Les blocus appuyés par la COB ont été largement soutenus par les syndicats et les mouvements sociaux. Parmi les participants figuraient la Fédération syndicale des mineurs boliviens (FSTMB), les producteurs de coca (les Six fédérations du Trópico de Cochabamba), la Fédération des femmes Bartolina Sisa, la Fédération des paysans de Tupac Katari et la Confédération syndicale des communautés interculturelles de Bolivie (CSCIB). Ces luttes contre des gouvernements néolibéraux par le biais de mobilisations de masse ne sont pas nouvelles pour ces forces qui avaient déjà marqué leur opposition lors de l’historique « guerre du gaz » en 2003 et la « guerre de l’eau » en 2000 à Cochabamba. Après les premiers jours de blocus, le 6 août, la Cour suprême électorale (TSE) a été contrainte d’ouvrir des pourparlers avec les mouvements sociaux afin d’établir la date définitive des élections.
À l’issue d’une nuit de négociations tendues auxquelles ont participé la COB, le TSE et les deux chambres de l’Assemblée législative plurinationale, le 8 août, aucun accord n’a été conclu. Le tribunal électoral continue de rejeter toutes les tentatives de maintien des élections à une date s’approchant de celle initialement prévue le 6 septembre. Le lendemain, une tentative du gouvernement d’Áñez de convoquer un dialogue politique national s’est soldée par un échec humiliant lorsque non seulement les forces du MAS (Mouvement vers le socialisme) de Morales mais pratiquement toutes les forces politiques ont boycotté la réunion, à l’exception de l’Alliance constituée par le gouvernement (« Juntos ») et de deux petits partis de droite.

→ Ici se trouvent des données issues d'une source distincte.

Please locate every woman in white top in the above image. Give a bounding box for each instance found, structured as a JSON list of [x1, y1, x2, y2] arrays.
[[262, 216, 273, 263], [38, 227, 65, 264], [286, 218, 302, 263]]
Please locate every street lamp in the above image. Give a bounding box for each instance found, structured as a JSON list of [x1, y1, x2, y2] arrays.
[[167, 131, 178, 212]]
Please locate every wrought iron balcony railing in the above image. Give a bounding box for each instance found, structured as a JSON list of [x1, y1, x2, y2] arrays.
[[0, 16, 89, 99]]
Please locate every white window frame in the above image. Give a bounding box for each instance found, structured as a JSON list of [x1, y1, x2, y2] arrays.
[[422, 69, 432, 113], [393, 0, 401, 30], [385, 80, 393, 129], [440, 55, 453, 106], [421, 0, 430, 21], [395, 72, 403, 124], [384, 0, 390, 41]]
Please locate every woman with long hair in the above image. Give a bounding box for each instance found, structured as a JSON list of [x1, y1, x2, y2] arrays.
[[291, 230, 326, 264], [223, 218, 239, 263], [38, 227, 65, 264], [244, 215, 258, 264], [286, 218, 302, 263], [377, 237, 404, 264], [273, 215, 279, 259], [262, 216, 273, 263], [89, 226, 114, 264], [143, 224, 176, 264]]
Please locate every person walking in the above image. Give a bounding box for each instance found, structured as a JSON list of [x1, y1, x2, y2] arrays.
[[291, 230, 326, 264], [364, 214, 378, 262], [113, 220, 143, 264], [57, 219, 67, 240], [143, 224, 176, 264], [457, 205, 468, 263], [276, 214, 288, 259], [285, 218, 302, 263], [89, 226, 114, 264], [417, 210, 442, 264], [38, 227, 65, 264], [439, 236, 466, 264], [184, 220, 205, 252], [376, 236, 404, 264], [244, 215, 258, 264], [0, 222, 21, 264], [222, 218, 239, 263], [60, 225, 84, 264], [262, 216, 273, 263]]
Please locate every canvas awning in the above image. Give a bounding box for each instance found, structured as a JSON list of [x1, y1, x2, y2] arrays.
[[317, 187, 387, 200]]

La COB s’oppose désormais fermement à la tentative du nouveau gouvernement de retarder les élections, contre une prise de position moins forte à ce sujet jusqu’à présent. Le gouvernement issu du coup d’État cherchant à éviter un passage par les urnes, mettra à l’épreuve la puissance des mouvements sociaux boliviens – et leur volonté de se tenir aux côtés de Morales et ses alliés.
L’échec du soutien apporté par la COB et la FEJUVE à Evo Morales
Cette relation ne pouvait être tenue pour acquise. Peu avant les élections présidentielles d’octobre 2019 en Bolivie, l’alliance des travailleurs « métisses urbains » et des mouvements sociaux autochtones ruraux qui avaient longtemps soutenu le gouvernement de Morales avaient commencé à montrer des signes d’essoufflement. Après quatorze ans de gouvernement, il ne restait plus grand-chose de l’esprit révolutionnaire qui avait conduit le parti MAS de Morales au pouvoir. Le prestige lié à son statut de premier président indigène de Bolivie s’était émoussé.
Lors des élections du 20 octobre, environ 47% du vote populaire s’est prononcé en faveur du maintien au pouvoir de Morales pour un autre mandat. Cela peut sembler un score élevé pour un scrutin uninominal mais, en comparaison, en 2014, il avait remporté la victoire avec 61,36% de soutien. Le référendum constitutionnel de 2016 sur l’autorisation de Morales et du vice-président Álvaro García Linera à se présenter pour un quatrième mandat historique a vu le vote du MAS tomber en dessous de 50% pour la première fois depuis 2005 – une chute significative qui a déclenché l’effet domino aboutissant au coup d’État de novembre 2019.
Alors que Morales a finalement obtenu le droit de se présenter à l’élection présidentielle de 2019, grâce à une décision de la Cour constitutionnelle plurinationale, l’opposition de droite a investi beaucoup de temps et d’énergie dans la construction d’un récit selon lequel la Bolivie était devenue un narcostate et une « dictature », en raison du refus de Morales d’accepter les résultats du référendum. Ce récit a trouvé son expression dans l’extrême violence perpétrée lors de la campagne électorale d’octobre dernier par des groupes d’extrême droite comme le mouvement 21F, le groupe de résistance de la jeunesse Cochala et l’Union de la jeunesse de Santa Cruz, suivie d’une mutinerie policière début novembre et du coup d’État militaire le 10 novembre.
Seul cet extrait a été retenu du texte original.